Coherent Sheaf - Coherent Cohomology

The sheaf cohomology theory of coherent sheaves is called coherent cohomology. It is one of the major and most fruitful applications of sheaves, and its results connect quickly with classical theories.

Using a theorem of Schwartz on compact operators in Frechet spaces, Cartan and Serre proved that compact complex manifolds have the property that their sheaf cohomology for any coherent sheaf consists of vector spaces of finite dimension. This result had been proved previously by Kodaira for the particular case of locally free sheaves on Kähler manifolds. It plays a major role in the proof of the GAGA equivalence analytic <-> algebraic. An algebraic (and much easier) version of this theorem was proved by Serre. Relative versions of this result for a proper morphism were proved by Grothendieck in the algebraic case and by Grauert and Remmert in the analytic case. For example Grothendieck's result concerns the functor Rf* or push-forward, in sheaf cohomology. (It is the right derived functor of the direct image of a sheaf.) For a proper morphism in the sense of scheme theory, it was shown that this functor sends coherent sheaves to coherent sheaves. The result of Serre is the case of a morphism to a point.
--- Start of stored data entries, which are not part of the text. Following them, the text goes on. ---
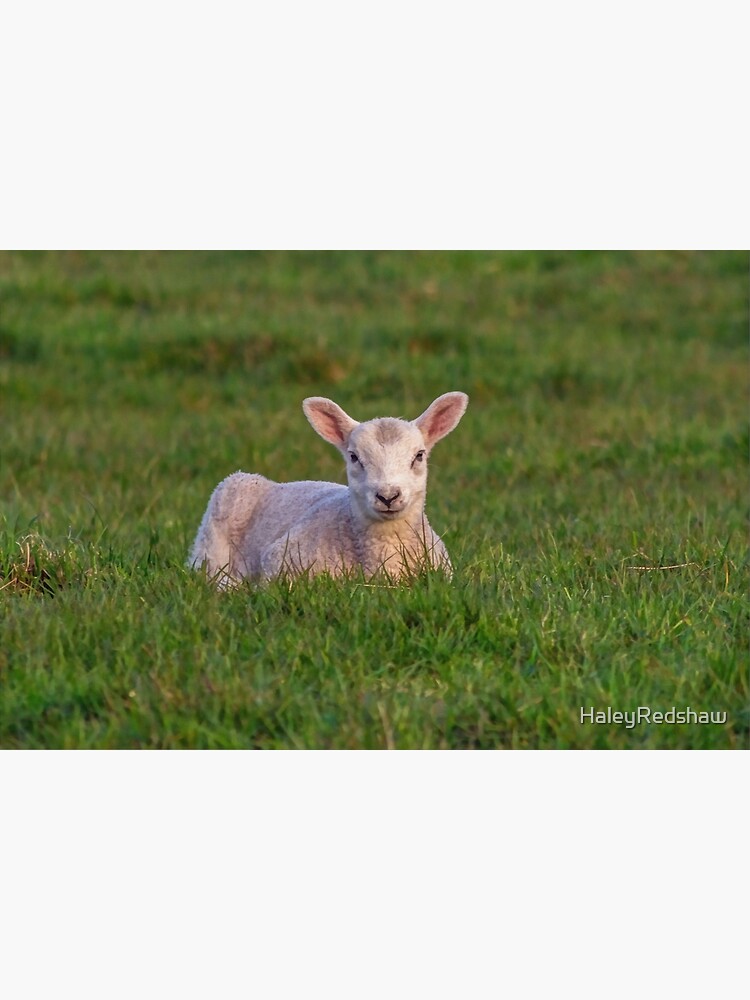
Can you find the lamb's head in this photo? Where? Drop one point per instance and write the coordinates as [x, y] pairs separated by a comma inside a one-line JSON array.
[[386, 458]]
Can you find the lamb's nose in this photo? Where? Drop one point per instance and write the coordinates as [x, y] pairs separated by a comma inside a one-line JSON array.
[[388, 500]]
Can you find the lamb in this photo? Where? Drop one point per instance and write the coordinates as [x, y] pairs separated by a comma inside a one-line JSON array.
[[256, 528]]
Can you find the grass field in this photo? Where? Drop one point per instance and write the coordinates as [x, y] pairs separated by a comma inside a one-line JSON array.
[[593, 499]]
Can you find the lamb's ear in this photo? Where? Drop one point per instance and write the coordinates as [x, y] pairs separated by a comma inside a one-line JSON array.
[[441, 416], [329, 420]]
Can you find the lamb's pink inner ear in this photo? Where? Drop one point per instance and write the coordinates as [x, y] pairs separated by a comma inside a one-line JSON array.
[[329, 420], [441, 417]]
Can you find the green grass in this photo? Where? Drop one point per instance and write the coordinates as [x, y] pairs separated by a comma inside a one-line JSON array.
[[606, 440]]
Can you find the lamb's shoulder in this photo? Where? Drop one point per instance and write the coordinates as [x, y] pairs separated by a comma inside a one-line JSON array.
[[318, 539], [405, 549]]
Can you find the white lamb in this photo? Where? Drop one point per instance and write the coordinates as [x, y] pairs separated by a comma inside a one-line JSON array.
[[257, 528]]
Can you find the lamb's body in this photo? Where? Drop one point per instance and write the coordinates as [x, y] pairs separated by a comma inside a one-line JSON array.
[[254, 527]]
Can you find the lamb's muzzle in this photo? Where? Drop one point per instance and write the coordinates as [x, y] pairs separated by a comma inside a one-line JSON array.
[[254, 527]]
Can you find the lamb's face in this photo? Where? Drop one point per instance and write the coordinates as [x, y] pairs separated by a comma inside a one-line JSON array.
[[387, 468]]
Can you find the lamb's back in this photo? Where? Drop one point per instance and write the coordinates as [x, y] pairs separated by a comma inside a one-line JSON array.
[[307, 506]]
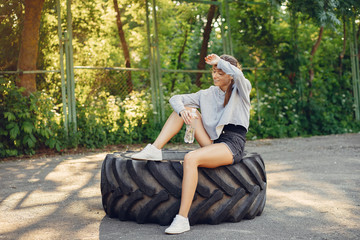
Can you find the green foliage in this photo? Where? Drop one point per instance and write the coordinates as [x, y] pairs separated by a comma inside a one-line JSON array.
[[26, 123]]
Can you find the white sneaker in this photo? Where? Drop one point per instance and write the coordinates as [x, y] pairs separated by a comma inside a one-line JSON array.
[[150, 152], [179, 225]]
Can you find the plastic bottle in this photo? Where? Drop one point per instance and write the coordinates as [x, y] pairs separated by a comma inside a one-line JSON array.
[[190, 128]]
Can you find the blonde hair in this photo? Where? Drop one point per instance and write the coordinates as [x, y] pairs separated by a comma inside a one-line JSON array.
[[235, 63]]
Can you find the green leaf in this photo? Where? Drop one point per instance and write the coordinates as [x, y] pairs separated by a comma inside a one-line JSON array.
[[27, 127], [29, 140], [14, 130], [10, 116]]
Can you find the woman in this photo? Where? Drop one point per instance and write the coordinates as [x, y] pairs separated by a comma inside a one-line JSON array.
[[220, 129]]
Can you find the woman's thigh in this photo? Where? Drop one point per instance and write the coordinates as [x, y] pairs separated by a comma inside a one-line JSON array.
[[211, 156]]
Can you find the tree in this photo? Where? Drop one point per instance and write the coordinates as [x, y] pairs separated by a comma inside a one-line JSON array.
[[124, 45], [204, 45], [29, 44], [323, 14]]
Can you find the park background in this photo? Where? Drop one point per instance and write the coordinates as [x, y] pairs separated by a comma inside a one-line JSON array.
[[124, 59]]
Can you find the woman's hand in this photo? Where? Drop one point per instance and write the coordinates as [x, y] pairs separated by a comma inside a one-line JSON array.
[[187, 116], [212, 59]]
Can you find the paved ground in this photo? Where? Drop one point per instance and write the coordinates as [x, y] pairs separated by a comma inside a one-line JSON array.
[[313, 193]]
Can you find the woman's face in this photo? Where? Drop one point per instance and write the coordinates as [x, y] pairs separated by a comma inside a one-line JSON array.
[[221, 79]]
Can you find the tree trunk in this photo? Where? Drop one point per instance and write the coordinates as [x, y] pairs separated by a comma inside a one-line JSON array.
[[204, 46], [342, 54], [357, 39], [313, 51], [181, 52], [124, 46], [29, 44]]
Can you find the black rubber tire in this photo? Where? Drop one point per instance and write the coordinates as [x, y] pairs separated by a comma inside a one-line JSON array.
[[150, 191]]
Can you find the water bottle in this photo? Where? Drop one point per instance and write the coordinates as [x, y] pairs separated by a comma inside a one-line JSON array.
[[190, 128]]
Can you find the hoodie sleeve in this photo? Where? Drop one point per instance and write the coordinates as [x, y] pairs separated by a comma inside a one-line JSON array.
[[179, 102]]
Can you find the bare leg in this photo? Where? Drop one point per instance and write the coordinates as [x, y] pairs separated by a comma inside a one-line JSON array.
[[211, 156], [173, 125]]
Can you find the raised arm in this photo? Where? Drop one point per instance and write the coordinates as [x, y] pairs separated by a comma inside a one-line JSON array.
[[242, 84]]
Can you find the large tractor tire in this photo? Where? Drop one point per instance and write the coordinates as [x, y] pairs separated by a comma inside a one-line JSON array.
[[150, 191]]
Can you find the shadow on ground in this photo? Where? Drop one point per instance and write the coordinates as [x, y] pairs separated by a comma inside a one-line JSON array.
[[313, 192]]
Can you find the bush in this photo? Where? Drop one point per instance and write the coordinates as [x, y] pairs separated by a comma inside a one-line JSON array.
[[26, 123]]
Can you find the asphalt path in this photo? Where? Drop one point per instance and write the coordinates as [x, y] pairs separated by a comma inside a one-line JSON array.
[[313, 193]]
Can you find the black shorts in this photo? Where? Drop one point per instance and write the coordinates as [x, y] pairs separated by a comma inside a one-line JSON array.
[[234, 138]]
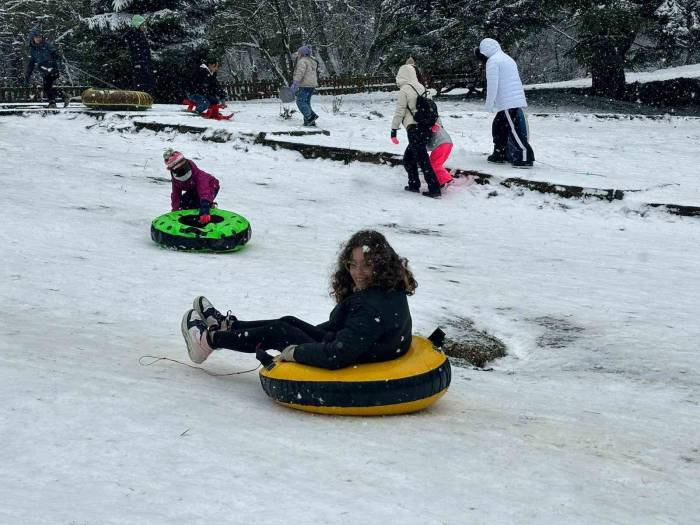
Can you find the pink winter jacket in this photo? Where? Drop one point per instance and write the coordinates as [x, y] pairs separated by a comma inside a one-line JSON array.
[[206, 186]]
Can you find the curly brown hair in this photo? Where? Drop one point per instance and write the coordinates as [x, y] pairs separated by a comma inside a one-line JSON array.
[[390, 272]]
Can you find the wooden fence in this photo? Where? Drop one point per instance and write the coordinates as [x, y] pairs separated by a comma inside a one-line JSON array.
[[249, 90]]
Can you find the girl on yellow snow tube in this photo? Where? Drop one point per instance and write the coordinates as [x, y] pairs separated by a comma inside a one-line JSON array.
[[371, 321]]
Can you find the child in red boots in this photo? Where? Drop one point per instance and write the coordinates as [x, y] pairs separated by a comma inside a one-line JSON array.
[[440, 147]]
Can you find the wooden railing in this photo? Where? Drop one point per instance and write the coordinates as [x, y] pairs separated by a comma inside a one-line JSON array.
[[249, 90], [32, 94]]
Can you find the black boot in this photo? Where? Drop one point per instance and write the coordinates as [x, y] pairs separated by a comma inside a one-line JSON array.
[[497, 157]]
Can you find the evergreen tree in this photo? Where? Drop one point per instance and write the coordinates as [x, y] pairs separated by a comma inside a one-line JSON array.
[[679, 31], [179, 32]]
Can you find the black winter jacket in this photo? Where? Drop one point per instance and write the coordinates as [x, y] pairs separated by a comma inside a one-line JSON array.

The duality theory in scheme theory that extends Serre duality is called coherent duality (or Grothendieck duality). Under some mild conditions of finiteness, the sheaf of Kähler differentials on an algebraic variety is a coherent sheaf Ω1. When the variety is non-singular its 'top' exterior power acts as the dualising object; and it is locally free (effectively it is the sheaf of sections of the cotangent bundle, when working over the complex numbers, but that is a statement that requires more precision since only holomorphic 1-forms count as sections). The successful extension of the theory beyond this case was a major step.